Y luego está Jasper.
El chico que me tuvo enamorada durante años sin siquiera intentarlo demasiado. Técnicamente no somos nada. No hay etiquetas. No hay promesas. Solo esa tensión constante que existe cuando dos personas llevan demasiado tiempo orbitándose sin atreverse a llamarlo amor.
Besos robados.
Miradas largas.
Celos disfrazados de bromas.
Ese tipo de cosas peligrosas que terminan destruyéndote más rápido que cualquier monstruo.
Y ahora ni siquiera estoy segura de que sea humano.
Porque claro.
¿Por qué iba a serlo?
También está Dominic.
Ese desastre andante con cara de pecado mortal que parece disfrutar arruinándome la paciencia. El mismo que me besa como si estuviera intentando iniciar una guerra y no un romance.

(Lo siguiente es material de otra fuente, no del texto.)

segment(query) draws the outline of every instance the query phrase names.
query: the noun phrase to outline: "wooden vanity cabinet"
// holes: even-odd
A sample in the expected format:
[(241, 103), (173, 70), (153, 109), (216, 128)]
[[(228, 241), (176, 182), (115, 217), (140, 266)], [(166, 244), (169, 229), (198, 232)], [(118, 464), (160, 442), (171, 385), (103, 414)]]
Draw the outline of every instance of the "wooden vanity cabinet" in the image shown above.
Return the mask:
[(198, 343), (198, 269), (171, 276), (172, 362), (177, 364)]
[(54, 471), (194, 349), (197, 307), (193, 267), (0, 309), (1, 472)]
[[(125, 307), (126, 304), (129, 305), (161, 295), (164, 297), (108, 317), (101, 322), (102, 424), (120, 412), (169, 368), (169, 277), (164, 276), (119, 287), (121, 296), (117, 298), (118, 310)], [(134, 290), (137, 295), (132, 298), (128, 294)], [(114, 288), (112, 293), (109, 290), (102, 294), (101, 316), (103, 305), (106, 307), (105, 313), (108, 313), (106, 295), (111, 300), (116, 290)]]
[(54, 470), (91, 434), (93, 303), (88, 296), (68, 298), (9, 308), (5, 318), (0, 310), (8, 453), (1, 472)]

Y probablemente también sea un vampiro.
¿Yo qué hice exactamente?
¿A quién maldije en otra vida?
Porque mi existencia parece escrita por alguien con un resentimiento muy personal hacia mí.
Claro, desde afuera seguramente todo esto suena ridículo.
"Pobrecita la chica rodeada de hombres sobrenaturales absurdamente atractivos".
Sí.
Fantástico.
Excepto que ninguno parece completamente humano... y yo empiezo a sospechar que tampoco lo soy del todo.
—¿Alice?
La voz de Jasper me sacó de golpe de mis pensamientos.
Parpadeé.
Él seguía frente a mí, observándome con el ceño apenas fruncido.
—¿Estás bien? —preguntó.
Su mano se movió frente a mis ojos lentamente.
—¿A qué te refieres con eso de "qué eres"?
Mierda.
Por un segundo, estuve a punto de insistir.
De preguntarle otra vez.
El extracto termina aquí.